LaunchDarkly generates one model output per row and evaluates it using the criteria you configure.

Example dataset row

Example dataset row
1{ "input": "What is the price of the iPhone 15?", "expected_output": "$799" }

Use this structure to compare generated outputs against expected results for known scenarios.

Upload datasets

To use a dataset in an offline evaluation, upload a CSV or JSONL file.

  1. In the left navigation, click Agents. The AgentControl menu appears.
  2. Click Library
  3. Select the Datasets tab.
  4. Click Upload dataset. The “Upload dataset” panel opens.
  5. (Optional) Enter a Name for the dataset. If you don’t specify a name, the dataset will use the same name as the file you upload.
  6. Drag and drop or click to select your dataset file.
  7. Click Save dataset.

After you upload a dataset, LaunchDarkly validates and processes the file for use in evaluation runs. This includes validating the file format, detecting the dataset schema, and enforcing row and size limits. LaunchDarkly also computes a dataset hash for deduplication and stores dataset metadata.

When validation completes, the dataset “Status” field in the Datasets tab updates to “ready.” The dataset is now available for evaluation runs.

If validation fails, an error appears. If you correct the error, you can upload the dataset again.

Datasets in evaluations

When you configure an offline evaluation, you select a dataset to use as input. To view evaluations that have used a dataset:

  1. Navigate to the library and click into the Datasets tab.
  2. Find the dataset for which you wish to view more information.
  3. Click the three-dot overflow menu and choose View evaluations. The “Evaluations” page opens.

Manage datasets

After you upload a dataset, it appears in the AgentControl library. You can now use it in evaluation runs.

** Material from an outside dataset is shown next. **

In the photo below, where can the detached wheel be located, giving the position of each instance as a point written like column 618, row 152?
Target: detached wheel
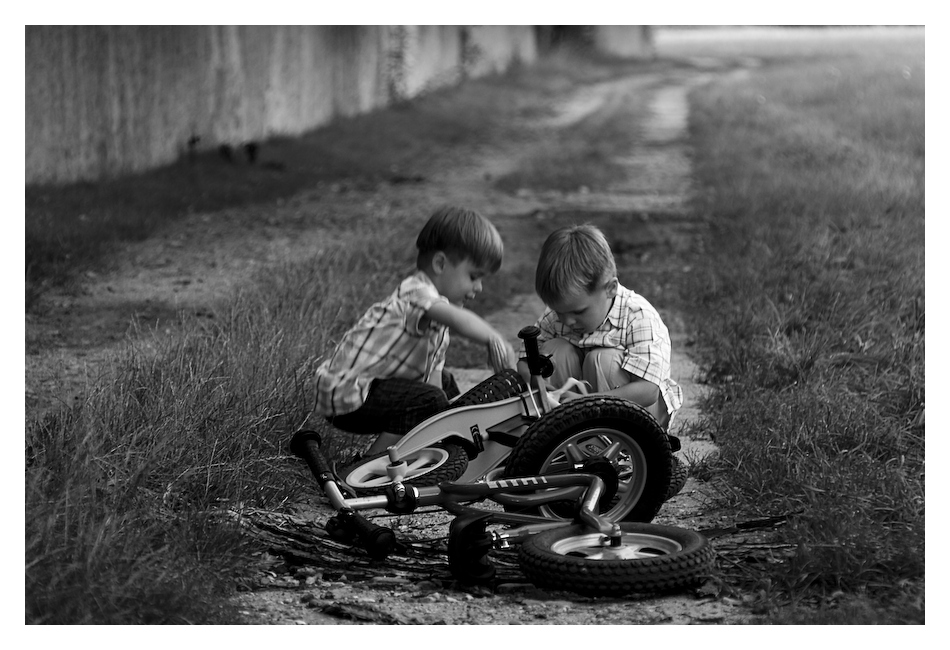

As you use the dataset, the ”# of Evaluations” column in the Datasets tab updates to show how many evaluations have used that dataset.

Delete datasets

You can delete a dataset if you no longer need it. Here’s how:

  1. Navigate to the library and click into the Datasets tab.
  2. Find the dataset for which you wish to view more information.
  3. Click the three-dot overflow menu and choose Delete. A confirmation message appears.
  4. Verify that you wish to delete the dataset and click Delete dataset.